Optimize GPU utilization with Kueue and KEDA

Disclaimer

This blog explores a proof of concept demonstrating the value of combining Kueue and KEDA/the custom metrics autoscaler to greatly enhance GPU utilization. This integration is not officially supported or available out of the box. However, by following the steps in this blog, you will be able to see a working example of Kueue and the custom metrics autoscaler in action.

As the AI industry grows, GPU resources are becoming harder to obtain and more expensive. Most well-known cloud services charge based on allocated resources, not by actual usage, so you're often paying even when your GPUs are sitting idle. This is like leaving the lights on in an empty stadium or owning a sports car that just sits in your driveway. Wasted resources quickly drive up costs, so it is essential to maximize GPU resource consumption to get the best value for your investment.

From idle to ideal

Red Hat OpenShift AI is a unified, enterprise-ready platform built on open source projects designed for building, training, fine-tuning, and deploying AI/ML models on OpenShift. It also includes capabilities for managing compute resource quotas efficiently. This all-in-one solution brings together tools and components such as Kueue and KubeRay.

Kueue orchestrates and manages AI workloads, such as Ray clusters, while enforcing resource quotas. This ensures optimal utilization of resources across teams and workloads, leading to greater throughput, efficiency, and reduced operational costs.
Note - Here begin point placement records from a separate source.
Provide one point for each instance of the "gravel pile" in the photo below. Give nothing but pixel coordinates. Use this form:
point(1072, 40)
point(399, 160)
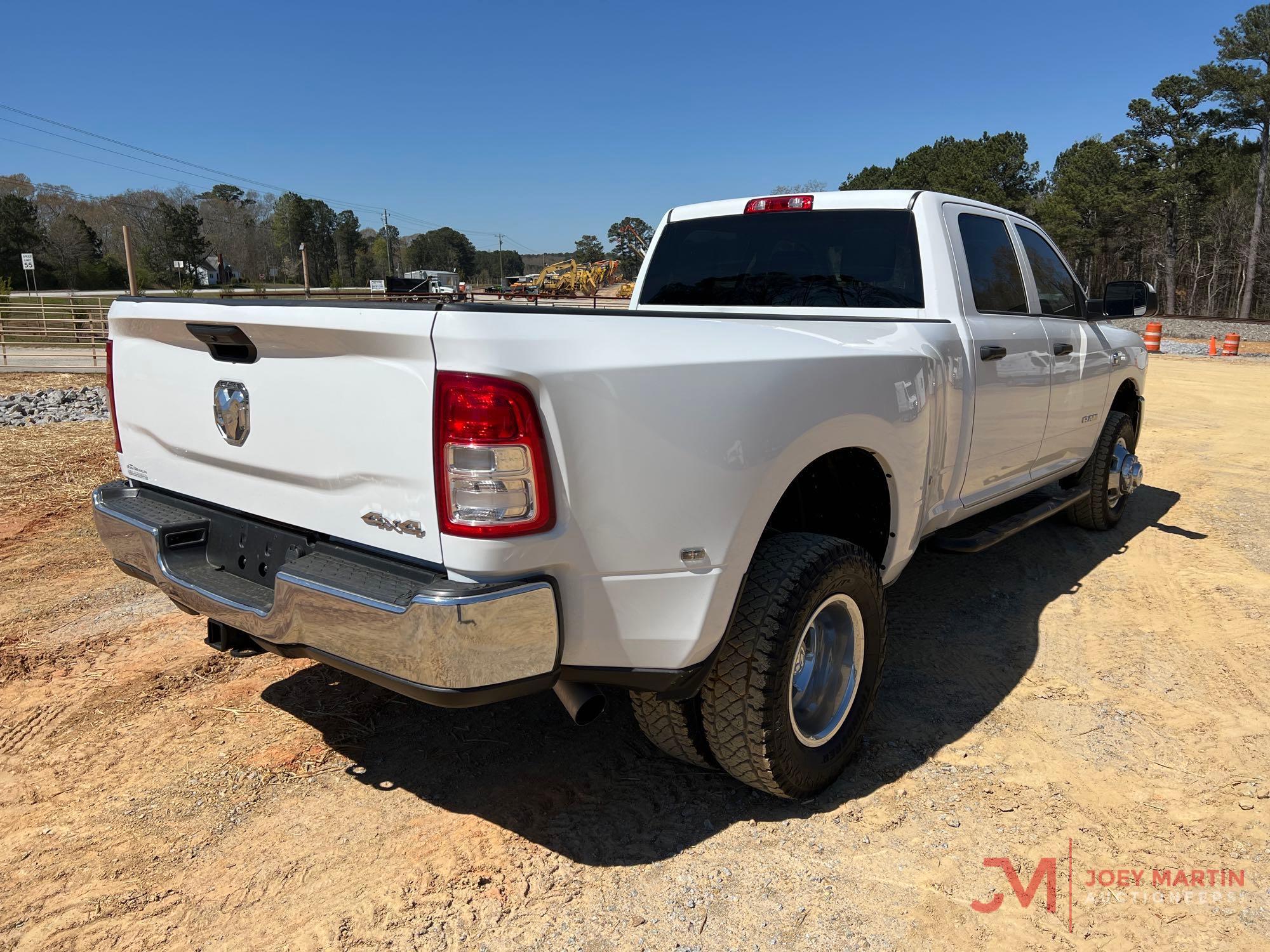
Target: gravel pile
point(1179, 347)
point(54, 407)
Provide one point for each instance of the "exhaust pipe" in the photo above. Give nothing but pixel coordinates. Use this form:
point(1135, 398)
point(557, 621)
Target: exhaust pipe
point(585, 703)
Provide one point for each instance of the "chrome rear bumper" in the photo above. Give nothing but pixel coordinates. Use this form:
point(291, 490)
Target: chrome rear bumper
point(443, 642)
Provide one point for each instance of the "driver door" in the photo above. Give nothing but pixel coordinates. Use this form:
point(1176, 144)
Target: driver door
point(1010, 355)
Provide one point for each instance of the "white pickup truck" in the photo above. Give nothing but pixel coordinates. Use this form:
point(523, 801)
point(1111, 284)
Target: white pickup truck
point(700, 499)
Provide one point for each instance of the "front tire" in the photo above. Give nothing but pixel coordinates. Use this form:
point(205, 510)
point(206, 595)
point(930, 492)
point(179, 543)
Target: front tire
point(785, 705)
point(1106, 478)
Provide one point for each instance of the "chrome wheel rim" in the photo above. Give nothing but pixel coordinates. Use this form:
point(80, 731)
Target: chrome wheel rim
point(1125, 474)
point(826, 673)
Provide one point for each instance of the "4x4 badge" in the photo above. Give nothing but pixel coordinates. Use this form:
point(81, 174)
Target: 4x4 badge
point(407, 527)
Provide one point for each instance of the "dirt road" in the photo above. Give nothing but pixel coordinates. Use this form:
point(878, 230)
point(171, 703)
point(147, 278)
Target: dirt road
point(1108, 691)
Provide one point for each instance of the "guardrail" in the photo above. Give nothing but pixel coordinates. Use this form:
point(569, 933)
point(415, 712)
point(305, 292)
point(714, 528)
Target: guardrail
point(65, 334)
If data scientists don't scale down their long-running AI workloads (like Ray clusters) when they're not in use, they can cause huge operational costs by holding onto idling GPUs. This also blocks other workloads waiting for resources in the queue. This is where the custom metrics autoscaler and Kueue come together to provide the ability to scale any deployment, StatefulSet, and custom resource to zero, which enhances cost efficiency and throughput.

What is Kueue?

Kueue is a Kubernetes-native job queuing system designed to orchestrate, manage, and schedule AI/ML workloads. It allows you to define resource quotas to arbitrate how a cluster's compute capacity is distributed and shared between different workloads.

This judicious arbitration leads to greater efficiency, as resources are shared according to predetermined rules. In most cases, a resource quota is shared across a team, and Kueue’s queuing system ensures fairness and prioritization when handling workloads. In short, Kueue will check the queue and admit a workload only if it fits the defined quota and if enough resources are available. After the workload is admitted, pods are created. Kueue also provides preemption based on priority, all-or-nothing scheduling, and many more configurable features.

What is the custom metrics autoscaler?

The custom metrics autoscaler is the OpenShift equivalent of the Kubernetes event-driven autoscaler (KEDA) community operator, which simplifies application autoscaling. The custom metrics autoscaler can scale any deployment, StatefulSet, custom resource, or AI/ML workload to meet demand and perform scale-to-zero. In addition to the CPU and memory metrics provided by OpenShift, the custom metrics autoscaler can provide custom metrics from Prometheus or any metrics adapter. You can use custom metrics to trigger scaling of your workloads based on your specific criteria. Let's have a look at the custom metrics autoscaler architecture, as shown in Figure 1.

Shows the Custom Metric Autoscaler architecture — Figure 1: Custom metrics autoscaler architecture diagram.

To briefly explain Figure 1, let’s assume we have already created an AI workload. We start with a ScaledObject resource, which is where we define how to scale our workload based on the metrics and query we provided. Then, the Kubernetes API Server receives the ScaledObject and its definitions. We can then see the custom metrics autoscaler components, which are made of a metrics adapter (used to expose custom metrics to the Kubernetes Horizontal Pod Autoscaler, HPA), a controller to manage the lifecycle of the scaled objects, and a scaler (used to check the external source for events and metrics).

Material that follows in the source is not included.